Warning Signs of Insanity, anonymous

Your friends tell you that you've been acting strange lately and then you hit them several times with a sledgehammer.

Everyone you meet appears to have tentacles growing out of places that you wouldn't expect tentacles to be growing from.

You start out each morning with a thirty minute jog around the bathroom.

You write to your mother in Germany every week, even though she sends you mail from Iowa asking why you never write.

Every time you see a street sign, you have the tremendous urge to relieve yourself on it.

You wear boxers on your head because you hear it will ward off evil dandruff spirits.

You're always having to apologize to your next door neighbor for setting fire to his lawn decorations.

Every commercial you hear on the radio reminds you of death.

People stay away from you every time they hear you howl.

You laugh out loud during funerals.

Nobody listens to you anymore because they can't understand you through that scuba mask.

You begin to stop and consider all the blades of grass you've stepped on as a child, and worry that their descendants are going to one day seek revenge.

You have meaningful conversations with your toaster.

Your father pretends you don't exist, just to play along with your little illusion.

You collect dead windowsill flies.

You like cats.
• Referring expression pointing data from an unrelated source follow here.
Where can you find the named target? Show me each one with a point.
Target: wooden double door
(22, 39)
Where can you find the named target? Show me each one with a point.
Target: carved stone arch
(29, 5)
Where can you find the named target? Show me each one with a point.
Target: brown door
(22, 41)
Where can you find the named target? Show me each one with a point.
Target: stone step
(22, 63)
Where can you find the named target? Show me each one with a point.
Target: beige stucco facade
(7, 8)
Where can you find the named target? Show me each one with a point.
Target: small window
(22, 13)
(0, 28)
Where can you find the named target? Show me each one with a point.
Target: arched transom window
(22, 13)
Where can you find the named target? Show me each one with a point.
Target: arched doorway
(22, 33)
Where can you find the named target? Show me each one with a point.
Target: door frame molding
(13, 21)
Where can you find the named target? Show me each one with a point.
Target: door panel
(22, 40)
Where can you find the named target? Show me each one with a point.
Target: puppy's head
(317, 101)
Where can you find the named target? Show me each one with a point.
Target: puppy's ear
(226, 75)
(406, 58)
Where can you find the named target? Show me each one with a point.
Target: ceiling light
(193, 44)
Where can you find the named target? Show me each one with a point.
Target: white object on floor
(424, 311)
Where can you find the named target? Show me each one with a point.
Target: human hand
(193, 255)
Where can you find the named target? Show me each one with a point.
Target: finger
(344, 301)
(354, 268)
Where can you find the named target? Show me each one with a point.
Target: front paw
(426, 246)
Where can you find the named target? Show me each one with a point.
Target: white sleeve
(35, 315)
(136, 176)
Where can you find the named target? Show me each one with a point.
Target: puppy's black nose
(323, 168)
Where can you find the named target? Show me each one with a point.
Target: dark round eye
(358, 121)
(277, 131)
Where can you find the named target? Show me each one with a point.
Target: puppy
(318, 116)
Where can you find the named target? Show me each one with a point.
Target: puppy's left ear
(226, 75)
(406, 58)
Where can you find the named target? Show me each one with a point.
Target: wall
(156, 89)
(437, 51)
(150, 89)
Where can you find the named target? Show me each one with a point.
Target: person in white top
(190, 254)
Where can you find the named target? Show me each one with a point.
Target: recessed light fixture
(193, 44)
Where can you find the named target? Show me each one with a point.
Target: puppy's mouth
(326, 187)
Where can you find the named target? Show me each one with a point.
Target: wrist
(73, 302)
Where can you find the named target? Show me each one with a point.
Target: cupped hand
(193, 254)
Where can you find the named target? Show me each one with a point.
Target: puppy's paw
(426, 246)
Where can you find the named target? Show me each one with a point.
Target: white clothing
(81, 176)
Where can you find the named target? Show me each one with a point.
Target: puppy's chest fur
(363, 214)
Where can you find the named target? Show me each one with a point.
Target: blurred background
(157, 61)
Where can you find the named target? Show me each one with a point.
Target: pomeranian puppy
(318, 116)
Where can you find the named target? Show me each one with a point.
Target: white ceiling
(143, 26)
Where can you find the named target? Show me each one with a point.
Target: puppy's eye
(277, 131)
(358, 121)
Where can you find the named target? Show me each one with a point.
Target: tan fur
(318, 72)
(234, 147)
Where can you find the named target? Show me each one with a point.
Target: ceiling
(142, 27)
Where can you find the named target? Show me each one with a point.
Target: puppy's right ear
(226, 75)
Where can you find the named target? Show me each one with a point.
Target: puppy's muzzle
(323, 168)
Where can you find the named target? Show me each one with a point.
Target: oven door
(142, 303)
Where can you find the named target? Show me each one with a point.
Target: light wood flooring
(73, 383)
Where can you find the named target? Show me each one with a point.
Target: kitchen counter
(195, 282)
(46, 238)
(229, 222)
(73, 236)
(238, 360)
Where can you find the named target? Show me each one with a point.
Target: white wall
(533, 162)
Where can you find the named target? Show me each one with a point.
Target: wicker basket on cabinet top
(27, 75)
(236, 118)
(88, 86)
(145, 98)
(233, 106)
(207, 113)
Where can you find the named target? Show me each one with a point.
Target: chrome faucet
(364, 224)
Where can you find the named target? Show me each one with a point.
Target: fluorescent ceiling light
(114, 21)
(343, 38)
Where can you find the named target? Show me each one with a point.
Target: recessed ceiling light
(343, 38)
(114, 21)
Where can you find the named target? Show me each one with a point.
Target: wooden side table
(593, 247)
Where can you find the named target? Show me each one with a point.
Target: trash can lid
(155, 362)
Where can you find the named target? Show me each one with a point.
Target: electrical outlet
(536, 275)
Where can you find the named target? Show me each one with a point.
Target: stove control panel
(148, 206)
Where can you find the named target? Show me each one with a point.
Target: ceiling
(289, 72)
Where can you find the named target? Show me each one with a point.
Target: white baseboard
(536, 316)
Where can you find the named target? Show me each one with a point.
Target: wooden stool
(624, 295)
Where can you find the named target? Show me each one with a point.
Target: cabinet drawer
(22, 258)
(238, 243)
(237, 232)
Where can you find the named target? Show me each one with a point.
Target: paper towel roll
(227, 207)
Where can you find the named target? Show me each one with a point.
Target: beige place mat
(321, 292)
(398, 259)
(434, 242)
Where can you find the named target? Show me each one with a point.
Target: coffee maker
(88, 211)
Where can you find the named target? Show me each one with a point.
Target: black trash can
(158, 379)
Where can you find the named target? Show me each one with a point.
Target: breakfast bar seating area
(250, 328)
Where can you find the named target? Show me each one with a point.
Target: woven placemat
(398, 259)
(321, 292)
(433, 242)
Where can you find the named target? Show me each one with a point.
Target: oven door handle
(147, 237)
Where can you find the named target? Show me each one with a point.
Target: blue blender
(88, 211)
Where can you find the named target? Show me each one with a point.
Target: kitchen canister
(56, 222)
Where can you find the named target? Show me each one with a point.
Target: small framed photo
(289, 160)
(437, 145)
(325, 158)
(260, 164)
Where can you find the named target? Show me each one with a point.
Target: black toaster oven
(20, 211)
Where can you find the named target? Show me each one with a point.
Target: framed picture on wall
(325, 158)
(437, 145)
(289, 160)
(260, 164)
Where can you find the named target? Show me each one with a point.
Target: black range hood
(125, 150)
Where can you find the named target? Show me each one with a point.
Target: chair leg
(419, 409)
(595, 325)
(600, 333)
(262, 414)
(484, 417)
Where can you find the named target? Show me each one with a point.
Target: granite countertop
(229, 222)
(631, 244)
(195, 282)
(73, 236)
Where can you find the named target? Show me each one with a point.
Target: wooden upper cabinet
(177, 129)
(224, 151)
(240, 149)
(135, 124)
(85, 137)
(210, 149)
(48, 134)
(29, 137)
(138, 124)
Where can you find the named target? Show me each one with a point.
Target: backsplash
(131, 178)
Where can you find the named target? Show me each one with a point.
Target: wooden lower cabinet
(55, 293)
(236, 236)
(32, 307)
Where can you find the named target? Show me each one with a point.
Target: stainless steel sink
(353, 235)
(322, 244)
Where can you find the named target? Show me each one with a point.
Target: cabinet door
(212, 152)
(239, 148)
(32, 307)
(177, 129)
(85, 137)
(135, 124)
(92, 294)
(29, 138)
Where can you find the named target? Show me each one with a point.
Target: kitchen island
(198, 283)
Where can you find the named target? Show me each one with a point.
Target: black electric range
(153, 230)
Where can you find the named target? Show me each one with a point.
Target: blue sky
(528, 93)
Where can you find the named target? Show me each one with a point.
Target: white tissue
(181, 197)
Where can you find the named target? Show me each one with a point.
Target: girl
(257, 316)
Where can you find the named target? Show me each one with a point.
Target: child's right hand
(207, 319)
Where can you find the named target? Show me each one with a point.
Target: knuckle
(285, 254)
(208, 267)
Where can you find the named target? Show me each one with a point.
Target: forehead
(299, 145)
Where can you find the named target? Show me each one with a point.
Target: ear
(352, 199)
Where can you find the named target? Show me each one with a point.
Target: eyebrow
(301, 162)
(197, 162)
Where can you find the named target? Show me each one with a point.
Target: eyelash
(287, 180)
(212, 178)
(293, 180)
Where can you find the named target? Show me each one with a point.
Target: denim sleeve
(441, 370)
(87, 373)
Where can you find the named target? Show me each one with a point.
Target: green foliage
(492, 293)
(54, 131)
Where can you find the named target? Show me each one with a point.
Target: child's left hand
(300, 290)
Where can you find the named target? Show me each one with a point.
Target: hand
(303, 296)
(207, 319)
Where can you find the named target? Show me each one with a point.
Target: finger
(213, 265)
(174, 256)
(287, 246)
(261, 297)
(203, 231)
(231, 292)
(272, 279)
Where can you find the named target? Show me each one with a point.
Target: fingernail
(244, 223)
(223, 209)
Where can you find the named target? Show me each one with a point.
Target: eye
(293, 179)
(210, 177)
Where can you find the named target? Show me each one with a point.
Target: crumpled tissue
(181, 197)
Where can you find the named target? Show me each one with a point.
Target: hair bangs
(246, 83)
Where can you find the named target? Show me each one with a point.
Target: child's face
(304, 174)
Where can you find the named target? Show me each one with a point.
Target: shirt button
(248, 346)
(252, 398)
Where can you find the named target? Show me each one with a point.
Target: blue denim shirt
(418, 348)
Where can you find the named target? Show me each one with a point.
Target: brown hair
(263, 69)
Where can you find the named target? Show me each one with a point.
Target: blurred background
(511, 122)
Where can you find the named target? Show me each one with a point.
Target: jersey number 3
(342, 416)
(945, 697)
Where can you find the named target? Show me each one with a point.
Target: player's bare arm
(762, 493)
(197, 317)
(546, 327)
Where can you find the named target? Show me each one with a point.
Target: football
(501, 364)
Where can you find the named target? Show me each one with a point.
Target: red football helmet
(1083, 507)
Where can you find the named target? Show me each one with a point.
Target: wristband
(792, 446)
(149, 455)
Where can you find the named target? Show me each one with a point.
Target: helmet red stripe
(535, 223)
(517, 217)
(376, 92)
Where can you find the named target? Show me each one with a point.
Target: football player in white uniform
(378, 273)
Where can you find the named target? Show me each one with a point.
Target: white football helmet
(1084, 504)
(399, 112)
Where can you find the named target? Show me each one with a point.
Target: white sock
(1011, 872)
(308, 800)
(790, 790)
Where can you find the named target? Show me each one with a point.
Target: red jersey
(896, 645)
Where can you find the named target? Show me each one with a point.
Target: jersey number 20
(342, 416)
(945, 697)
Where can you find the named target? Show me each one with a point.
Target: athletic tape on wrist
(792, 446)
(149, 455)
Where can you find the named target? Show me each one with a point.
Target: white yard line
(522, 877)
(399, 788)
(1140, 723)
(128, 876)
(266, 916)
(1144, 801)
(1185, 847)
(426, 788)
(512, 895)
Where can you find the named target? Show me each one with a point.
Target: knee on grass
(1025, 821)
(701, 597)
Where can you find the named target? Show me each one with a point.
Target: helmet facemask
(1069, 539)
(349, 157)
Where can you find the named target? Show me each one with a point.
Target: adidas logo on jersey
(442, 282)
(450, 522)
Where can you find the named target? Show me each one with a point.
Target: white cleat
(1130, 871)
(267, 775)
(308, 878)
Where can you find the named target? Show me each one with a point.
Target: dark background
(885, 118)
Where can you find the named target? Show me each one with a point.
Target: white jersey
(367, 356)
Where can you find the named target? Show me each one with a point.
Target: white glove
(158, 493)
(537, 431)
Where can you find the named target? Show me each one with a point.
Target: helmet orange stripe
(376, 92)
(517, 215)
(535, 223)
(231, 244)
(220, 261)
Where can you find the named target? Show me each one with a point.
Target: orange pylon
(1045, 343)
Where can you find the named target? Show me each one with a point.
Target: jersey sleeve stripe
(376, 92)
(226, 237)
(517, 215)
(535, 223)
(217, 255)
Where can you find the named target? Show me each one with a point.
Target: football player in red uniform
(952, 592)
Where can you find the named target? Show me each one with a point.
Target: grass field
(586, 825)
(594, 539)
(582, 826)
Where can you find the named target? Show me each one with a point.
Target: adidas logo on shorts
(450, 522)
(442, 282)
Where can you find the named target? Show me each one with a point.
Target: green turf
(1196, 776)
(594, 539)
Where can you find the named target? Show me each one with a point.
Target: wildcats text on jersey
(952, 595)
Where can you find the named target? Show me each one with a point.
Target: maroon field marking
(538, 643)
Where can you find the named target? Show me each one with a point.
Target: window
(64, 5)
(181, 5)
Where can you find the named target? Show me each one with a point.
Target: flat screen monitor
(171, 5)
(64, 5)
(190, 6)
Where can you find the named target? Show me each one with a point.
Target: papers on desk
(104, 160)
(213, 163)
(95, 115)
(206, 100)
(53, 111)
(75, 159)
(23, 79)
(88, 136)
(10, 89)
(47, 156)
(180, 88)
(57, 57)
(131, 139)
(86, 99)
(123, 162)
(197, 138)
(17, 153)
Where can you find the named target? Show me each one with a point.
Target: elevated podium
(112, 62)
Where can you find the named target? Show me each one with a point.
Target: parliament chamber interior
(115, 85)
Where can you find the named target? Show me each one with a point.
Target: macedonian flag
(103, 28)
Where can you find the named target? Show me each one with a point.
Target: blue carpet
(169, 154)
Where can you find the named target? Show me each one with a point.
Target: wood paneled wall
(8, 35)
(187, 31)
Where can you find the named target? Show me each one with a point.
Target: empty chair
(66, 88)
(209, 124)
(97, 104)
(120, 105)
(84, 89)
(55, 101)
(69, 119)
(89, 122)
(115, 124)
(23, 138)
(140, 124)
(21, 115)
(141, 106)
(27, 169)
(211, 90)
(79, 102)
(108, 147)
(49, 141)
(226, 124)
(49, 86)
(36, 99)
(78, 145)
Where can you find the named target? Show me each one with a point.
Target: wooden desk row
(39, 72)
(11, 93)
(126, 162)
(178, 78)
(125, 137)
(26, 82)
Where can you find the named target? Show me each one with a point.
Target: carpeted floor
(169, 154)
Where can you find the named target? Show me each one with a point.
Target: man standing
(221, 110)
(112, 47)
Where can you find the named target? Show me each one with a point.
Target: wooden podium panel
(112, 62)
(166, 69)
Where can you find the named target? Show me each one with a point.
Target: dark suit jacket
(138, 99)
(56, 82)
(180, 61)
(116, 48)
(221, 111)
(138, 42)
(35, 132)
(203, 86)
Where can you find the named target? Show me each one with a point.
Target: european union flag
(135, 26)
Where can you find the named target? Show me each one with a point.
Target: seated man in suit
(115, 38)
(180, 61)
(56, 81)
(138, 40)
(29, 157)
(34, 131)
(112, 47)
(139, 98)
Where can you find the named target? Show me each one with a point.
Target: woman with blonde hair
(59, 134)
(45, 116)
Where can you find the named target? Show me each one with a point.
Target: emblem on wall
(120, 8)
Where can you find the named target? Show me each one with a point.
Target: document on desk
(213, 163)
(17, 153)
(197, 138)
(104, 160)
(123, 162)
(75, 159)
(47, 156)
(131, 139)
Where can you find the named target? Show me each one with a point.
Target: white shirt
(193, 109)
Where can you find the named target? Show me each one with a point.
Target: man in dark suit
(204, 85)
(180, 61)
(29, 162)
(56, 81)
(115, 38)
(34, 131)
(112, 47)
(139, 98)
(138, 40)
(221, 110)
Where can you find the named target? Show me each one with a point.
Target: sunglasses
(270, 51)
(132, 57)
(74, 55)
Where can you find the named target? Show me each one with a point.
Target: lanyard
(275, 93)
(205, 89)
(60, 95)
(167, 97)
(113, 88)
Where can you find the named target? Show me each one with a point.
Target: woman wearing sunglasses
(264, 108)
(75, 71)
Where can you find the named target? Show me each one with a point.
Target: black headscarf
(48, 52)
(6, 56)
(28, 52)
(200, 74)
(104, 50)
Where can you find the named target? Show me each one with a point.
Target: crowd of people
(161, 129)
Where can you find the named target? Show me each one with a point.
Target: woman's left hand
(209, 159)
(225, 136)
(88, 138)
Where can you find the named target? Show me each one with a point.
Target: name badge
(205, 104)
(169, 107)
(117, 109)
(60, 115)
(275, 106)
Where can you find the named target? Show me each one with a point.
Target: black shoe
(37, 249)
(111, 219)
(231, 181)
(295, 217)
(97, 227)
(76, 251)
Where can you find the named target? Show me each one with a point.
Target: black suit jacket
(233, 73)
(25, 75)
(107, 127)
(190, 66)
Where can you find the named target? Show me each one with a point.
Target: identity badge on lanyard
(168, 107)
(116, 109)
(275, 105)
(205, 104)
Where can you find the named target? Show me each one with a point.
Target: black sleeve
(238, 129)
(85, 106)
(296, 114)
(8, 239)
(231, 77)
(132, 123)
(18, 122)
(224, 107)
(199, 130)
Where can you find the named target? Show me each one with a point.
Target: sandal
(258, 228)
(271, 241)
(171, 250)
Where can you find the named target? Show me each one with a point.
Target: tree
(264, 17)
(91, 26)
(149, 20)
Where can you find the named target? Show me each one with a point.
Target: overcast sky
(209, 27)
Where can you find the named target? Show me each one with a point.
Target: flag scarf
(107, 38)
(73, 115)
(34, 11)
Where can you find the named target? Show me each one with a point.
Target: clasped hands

Especially with mayo.

You cry at the end of every Gilligan's Island because they weren't rescued.

You put tennis balls in the microwave to see if they'll hatch.

Whenever you listen to the radio, the music sounds backwards.

You have a predominant fear of fabric softener.

You wake up each morning and find yourself sitting on your head in the middle of your front lawn.

Your dentist asks you why each individual tooth has your name etched on it, and you tell him it's for security reasons.

Melba toast excites you.

When the waiter asks for your order, you go into the other room to tell him because "the napkins have ears."

You tend to agree with everything your mother's dead uncle tells you.

You call up random people and ask if you can borrow their dog, just for a few minutes.

Nearly everything you say involves the word "P-toing!"

You argue with yourself over which is better, to be eaten by a koala or loved by an infectious disease.

You like to sit in cornfields for prolonged periods of time and pretend you're a stalk.

You think that exploding wouldn't be that bad, once you got used to it.

You try to make a list of the warning signs of insanity (cough).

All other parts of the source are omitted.